University of Birmingham project helps teachers understand effects of social media
A new, free online course aims to help teachers use social media to improve young people's wellbeing and mental health
The University of Birmingham has launched a project to help teachers understand how social media affects children’s mental health.
The free online course will be delivered by the university’s school of sport, exercise and rehabilitation sciences.
Course leader, Dr Victoria Goodyear, said: “We know that social media is an essential and often valuable part of life for young people. As adults we need to be sure we are equipping ourselves to engage with these resources in informed ways, and in ways that will enhance the education and wellbeing of young people.”

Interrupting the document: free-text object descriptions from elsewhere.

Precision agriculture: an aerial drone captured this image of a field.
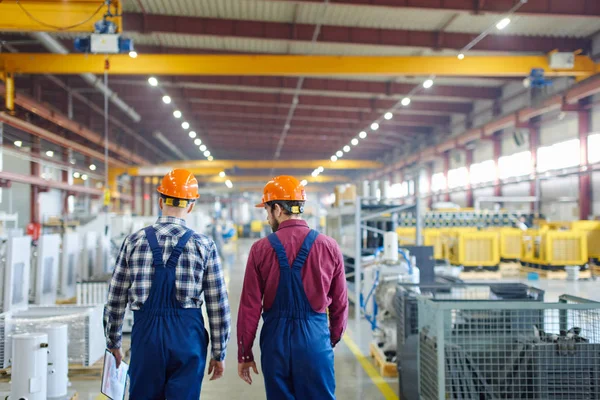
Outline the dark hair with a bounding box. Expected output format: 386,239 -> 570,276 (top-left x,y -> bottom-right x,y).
266,200 -> 305,215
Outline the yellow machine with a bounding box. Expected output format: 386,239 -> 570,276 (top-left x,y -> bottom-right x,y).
447,230 -> 500,268
571,220 -> 600,259
395,227 -> 447,260
522,229 -> 588,267
490,227 -> 523,260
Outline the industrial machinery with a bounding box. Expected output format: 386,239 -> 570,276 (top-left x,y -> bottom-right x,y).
446,229 -> 500,270
362,231 -> 420,361
3,235 -> 31,313
522,228 -> 588,269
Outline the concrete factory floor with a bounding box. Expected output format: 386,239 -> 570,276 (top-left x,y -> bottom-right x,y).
1,239 -> 599,400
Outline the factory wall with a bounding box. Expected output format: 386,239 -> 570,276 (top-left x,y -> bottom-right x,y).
407,104 -> 600,220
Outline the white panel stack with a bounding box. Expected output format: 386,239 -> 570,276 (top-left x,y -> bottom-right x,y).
43,324 -> 69,400
82,231 -> 97,280
60,232 -> 79,299
10,332 -> 48,400
3,235 -> 31,313
35,234 -> 61,305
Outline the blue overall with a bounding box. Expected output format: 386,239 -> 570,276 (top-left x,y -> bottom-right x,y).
129,226 -> 209,400
261,230 -> 336,399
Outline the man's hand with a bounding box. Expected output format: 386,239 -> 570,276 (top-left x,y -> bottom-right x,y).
109,348 -> 123,369
208,359 -> 225,381
238,361 -> 259,385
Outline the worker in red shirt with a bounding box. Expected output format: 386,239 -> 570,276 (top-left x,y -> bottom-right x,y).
237,175 -> 348,399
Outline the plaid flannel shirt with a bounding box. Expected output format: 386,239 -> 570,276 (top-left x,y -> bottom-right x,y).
104,216 -> 231,361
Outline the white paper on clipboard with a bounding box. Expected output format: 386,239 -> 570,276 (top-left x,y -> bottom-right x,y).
101,350 -> 129,400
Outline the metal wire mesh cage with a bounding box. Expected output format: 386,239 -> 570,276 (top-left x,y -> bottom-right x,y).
394,283 -> 545,348
418,298 -> 600,400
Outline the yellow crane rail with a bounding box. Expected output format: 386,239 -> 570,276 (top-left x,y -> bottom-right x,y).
0,54 -> 596,77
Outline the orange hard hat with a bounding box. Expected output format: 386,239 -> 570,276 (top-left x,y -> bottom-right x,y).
157,169 -> 200,200
256,176 -> 306,208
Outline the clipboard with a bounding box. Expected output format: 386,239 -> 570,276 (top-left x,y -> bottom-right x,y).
101,350 -> 129,400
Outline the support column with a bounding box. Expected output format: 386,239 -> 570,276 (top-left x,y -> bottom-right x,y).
493,134 -> 502,197
5,72 -> 15,113
579,106 -> 591,220
424,163 -> 433,209
529,124 -> 540,213
62,149 -> 70,216
466,148 -> 474,208
442,151 -> 450,202
131,177 -> 137,215
30,137 -> 41,224
141,178 -> 147,216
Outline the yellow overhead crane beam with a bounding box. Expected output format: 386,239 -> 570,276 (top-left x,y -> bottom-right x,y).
0,1 -> 122,33
0,53 -> 596,78
154,159 -> 382,171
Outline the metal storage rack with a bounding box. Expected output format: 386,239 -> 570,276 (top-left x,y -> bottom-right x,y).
418,298 -> 600,400
325,197 -> 419,321
393,283 -> 545,400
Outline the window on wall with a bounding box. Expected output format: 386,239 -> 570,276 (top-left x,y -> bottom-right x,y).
589,134 -> 600,164
408,180 -> 415,196
537,139 -> 580,172
390,183 -> 403,198
431,172 -> 446,192
448,167 -> 469,189
470,160 -> 495,184
419,175 -> 430,194
498,151 -> 531,179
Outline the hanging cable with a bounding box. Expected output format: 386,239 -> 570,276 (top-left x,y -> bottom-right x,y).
15,0 -> 107,31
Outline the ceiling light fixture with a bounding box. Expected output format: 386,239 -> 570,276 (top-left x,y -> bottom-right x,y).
73,172 -> 80,179
45,150 -> 54,157
207,156 -> 214,161
311,170 -> 318,177
89,164 -> 97,171
423,79 -> 434,89
14,140 -> 22,147
148,77 -> 158,87
331,155 -> 338,162
181,122 -> 190,130
225,180 -> 233,189
384,112 -> 393,120
162,95 -> 172,104
200,145 -> 207,151
371,122 -> 379,131
457,53 -> 465,60
351,138 -> 359,146
194,138 -> 201,146
189,131 -> 197,138
173,110 -> 182,118
129,51 -> 138,59
81,174 -> 88,181
401,97 -> 411,106
496,17 -> 511,30
219,171 -> 226,178
336,150 -> 344,158
300,180 -> 308,186
204,150 -> 211,157
359,131 -> 367,139
317,166 -> 324,173
343,145 -> 351,153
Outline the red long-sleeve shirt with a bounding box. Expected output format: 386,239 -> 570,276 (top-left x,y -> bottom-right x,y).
237,219 -> 348,363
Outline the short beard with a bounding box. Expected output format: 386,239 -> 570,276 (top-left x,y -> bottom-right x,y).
270,220 -> 280,233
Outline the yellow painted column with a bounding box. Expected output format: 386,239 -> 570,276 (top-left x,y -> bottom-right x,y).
5,72 -> 15,113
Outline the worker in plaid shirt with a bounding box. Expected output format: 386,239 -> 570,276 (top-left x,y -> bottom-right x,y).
104,169 -> 231,399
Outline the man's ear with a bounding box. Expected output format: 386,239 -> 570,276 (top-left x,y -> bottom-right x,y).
187,203 -> 195,214
159,197 -> 164,210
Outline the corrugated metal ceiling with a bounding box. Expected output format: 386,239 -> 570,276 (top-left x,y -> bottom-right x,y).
123,0 -> 598,38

The course – Optimising Social Media for Youth Health and Wellbeing – is designed for primary, secondary and trainee teachers. In particular, those in pastoral care, computer science/ICT education, personal social and health education, and physical education.
In the course launch video, Goodyear said “most young people spend overs 20 hours a week online”.
On the welcome page of the course website, organisers have said the course is a way “to reach young people and understand something of their worlds and offer support”.
It is hoped those completing the course will be able to critically engage with social media during lessons and in conversations with students. Teachers will also learn how to use social media as a learning resource.
Teachers will design a social media curriculum and develop new tools to evaluate social media teaching in a school setting. The teachers’ social media curriculums will be published in a book at the end of the course.